Reid loves teaching things and her Kindermusik class is giving her lots of opportunities lately. Her homework this week was to play an 8-note melody and to help Ken and me to do the same thing. We needed to play, A, C and D in the right sequence to sound like part of “Lucy Locket”. Reid’s glockenspiel has the note name engraved on the key but the music sheet on which the melody is written (obviously) does not. I recognize C, since that is written on the staff, but I didn’t know whether the A and D were above or below the C. Reid knew, though, and happily told me. When it comes to reading music, I have only vague memories of grade 5 and Every Good Boy Deserves Fudge. Reid showed Ken how to play the melody, offering lots of encouragement along the way. She also explained that you can “erase” a musical error with a glissando. I don’t know if that is Reid’s rule or her teacher’s but it’s a beautiful way to restart.
In Kindermusik today, the teacher brought the rhythm bars, which we’ve only called ti-ti and ta, together with the note heads to be full-fledged notes. It was terribly exciting in a geeky, hoping my kid will actually understand music, kind of way. Reid now has her first song to learn from start to finish – all six half-notes and two full-notes of it.
Reid, Ken and I watched the Canada-USA hockey game together after supper last night. Reid is usually able to pay attention to the first period and half of the second and so we decided that watching it off the pvr would work out best. She had a little more interest in last night’s game but was playing mini-sticks by the time the third period was one. Unfortunately for us, the mini-sticks arena was located between the couch where Ken and I were sitting and the tv. I didn’t think to say, “Hey, Reid, you make a better door than a window,” but I’m sure Poppa Howard would have said it.
At one point, Reid was cheering for Princess, “Go, Canny.
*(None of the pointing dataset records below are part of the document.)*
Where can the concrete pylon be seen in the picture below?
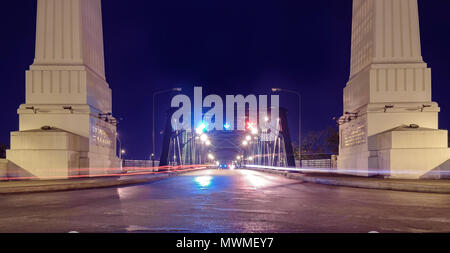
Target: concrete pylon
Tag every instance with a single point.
(390, 123)
(65, 125)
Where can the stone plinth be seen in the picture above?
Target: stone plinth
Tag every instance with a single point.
(66, 89)
(406, 152)
(389, 87)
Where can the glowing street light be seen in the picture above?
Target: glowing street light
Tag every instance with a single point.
(201, 128)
Go!” I asked her if Grandma Joyce had told her about me cheering like that when I was a baby. Reid couldn’t remember the story and so I told about how I’d been about a year old when the Canada-USSR Summit Series was on and I couldn’t say, “Canada” properly and so cheered, “Go, Canny. Go!” Reid grinned and I felt ever-so-Canadian.
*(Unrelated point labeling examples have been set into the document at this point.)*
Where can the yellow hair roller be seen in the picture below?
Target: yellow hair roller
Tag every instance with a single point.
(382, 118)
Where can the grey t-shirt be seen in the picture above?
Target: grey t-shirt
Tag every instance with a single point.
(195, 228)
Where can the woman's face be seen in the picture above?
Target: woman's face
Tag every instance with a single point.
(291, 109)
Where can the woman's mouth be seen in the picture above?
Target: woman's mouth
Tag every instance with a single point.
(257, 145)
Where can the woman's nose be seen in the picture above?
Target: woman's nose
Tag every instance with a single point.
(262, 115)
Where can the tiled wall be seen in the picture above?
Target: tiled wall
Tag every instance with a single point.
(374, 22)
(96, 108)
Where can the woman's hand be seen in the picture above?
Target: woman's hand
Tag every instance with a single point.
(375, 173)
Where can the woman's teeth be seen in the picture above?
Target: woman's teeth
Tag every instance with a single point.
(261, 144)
As the game passed and then was tied, we worried if we would have the end, since the recording had stopped at 6:00. Finally, though, Sidney Crosby scored and we had at least 6 minutes left on the recording. Reid insisted on watching the teams shake hands but we were ready to go up to bed at 7:15. I was glad Crosby was the one to score since he is the only player whose name Reid recognizes because she got a puzzle with him on it at the Timbits Jamboree on Saturday.
This morning, Reid was dozing in bed when the sports announcer mentioned Canada’s gold medal in men’s hockey and said that fans in Ottawa had walked down Elgin to Parliament Hill, cheering and singing O Canada. Reid perked up and started to sing O Canada herself. Remember how I said I felt Canadian telling about my cheering in 1972, it was doubly-so when Reid sang our national anthem in her little girl voice before it was even dawn.